Io, Saturnalia

by flawedamythyst



Category: The Old Guard (Movie 2020)
Genre: Fluff, M/M, New Relationship, Saturnalia, academic au
Language: English
Status: Completed
Published: 2020-12-31
Updated: 2020-12-31
Packaged: 2021-03-10 21:00:58
Rating: General Audiences
Warnings: No Archive Warnings Apply
Chapters: 1
Words: 953
Publisher: archiveofourown.org
Story URL: https://archiveofourown.org/works/28453524
Author URL: https://archiveofourown.org/users/flawedamythyst/pseuds/flawedamythyst
Summary: Nicky and Joe meet up a few days after their first date stretches into a weekend.Written for Jazzrose343
Relationships: Joe | Yusuf Al-Kaysani/Nicky | Nicolò di Genova
Comments: 6
Kudos: 87





	Io, Saturnalia

This thing with Joe was so new that Nicky still got a quiet thrill whenever he saw him.
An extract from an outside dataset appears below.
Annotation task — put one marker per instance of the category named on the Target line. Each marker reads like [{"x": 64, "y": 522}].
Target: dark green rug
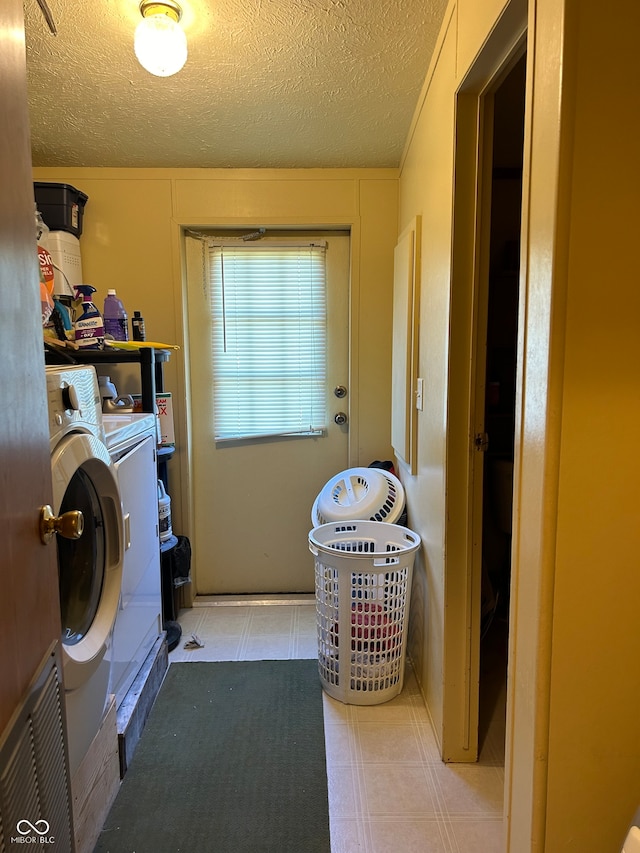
[{"x": 231, "y": 760}]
It had been little over a fortnight since they’d met at the celebration after Andy’s viva and he kept telling himself he was moving too fast but if anything, Joe was moving even faster. He’d been the one to ask Nicky out on a date and then, when they were still together the morning after it, cuddled together in Nicky’s bed as if they’d slept that way for years, he’d been the one to suggest just spending the whole weekend together.

Nicky hadn’t been able to say ‘yes’ fast enough. And then he’d barely been able to bring himself to leave on Sunday evening to go back to his own tiny student flat.

And now it was two days later, and those two days without seeing Joe had felt like an eternity.

“Nicky!” said Joe, beaming at him as they met on the steps outside the university library. “You look so handsome!”

Nicky glanced down at his outfit of a battered pair of jeans and a green hoodie. “Uh, thanks.”

Joe took his face in two hands and said, very seriously, “I don’t think it’s possible for you to look anything else.” While Nicky was trying not to swoon from that, Joe pulled him in for a kiss and...well.

Some time passed. Nicky wasn’t sure how much, because any time Joe kissed him he lost track of anything else.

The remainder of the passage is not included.